Le livre "Wine Grapes" une étape importante
C’est alors que les contacts établis en Californie notamment permettent, à la faveur d’un concours de circonstances, de lancer concrètement ce projet insensé: recenser tous les cépages au monde utilisés pour réaliser un vin commercialisé. Après quatre ans d’intenses recherches, le livre intitulé Wine Grapes voit enfin le jour en 2012. Rédigé par le trio Vouillamoz-Robinson-Harding, l’ouvrage détaille pas moins de 1’368 cépages et constitue depuis sa parution une référence mondiale incontestée.
Utile aux spécialistes, Wine Grapes révèle surtout aux yeux de tous l’importance du patrimoine ampélographie représenté par les cépages «oubliés», notamment en Suisse. Plus sensibles aux maladies, moins productifs ou à l’origine de baies moins sucrées, ils ont fait les frais d’un désintérêt croissant. Jusqu’à disparaître complètement pour certains d’entre-eux lors de l’apparition du phylloxéra. «Seul un travail scientifique sérieux, étayé par des preuves irréfutables, pouvait déboucher sur une véritable prise de conscience collective. Toute une richesse ampélographique était encore accessible, il suffisait de la révéler pour espérer endiguer - même modestement - l’uniformisation des cépages cultivés. L’ouvrage a contribué à faire évoluer les mentalités et parfois même à relancer d’anciens cépages», précise-t-il non sans fierté.

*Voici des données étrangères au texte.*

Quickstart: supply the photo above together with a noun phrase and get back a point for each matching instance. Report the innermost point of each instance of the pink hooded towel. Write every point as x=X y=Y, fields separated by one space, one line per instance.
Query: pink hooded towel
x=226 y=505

Une belle satisfaction pour celui qui, gamin, se rêvait astronome. Ses étoiles ont pour nom completer - son cépage suisse préféré -, durize, cornalin, lafnetscha ou encore bondola. Elles font briller les yeux de bien des viticulteurs et vignerons désormais, conscients de l’intérêt de valoriser des produits bien souvent uniques, recherchés par bien des amateurs pour leur authenticité et leur saveur.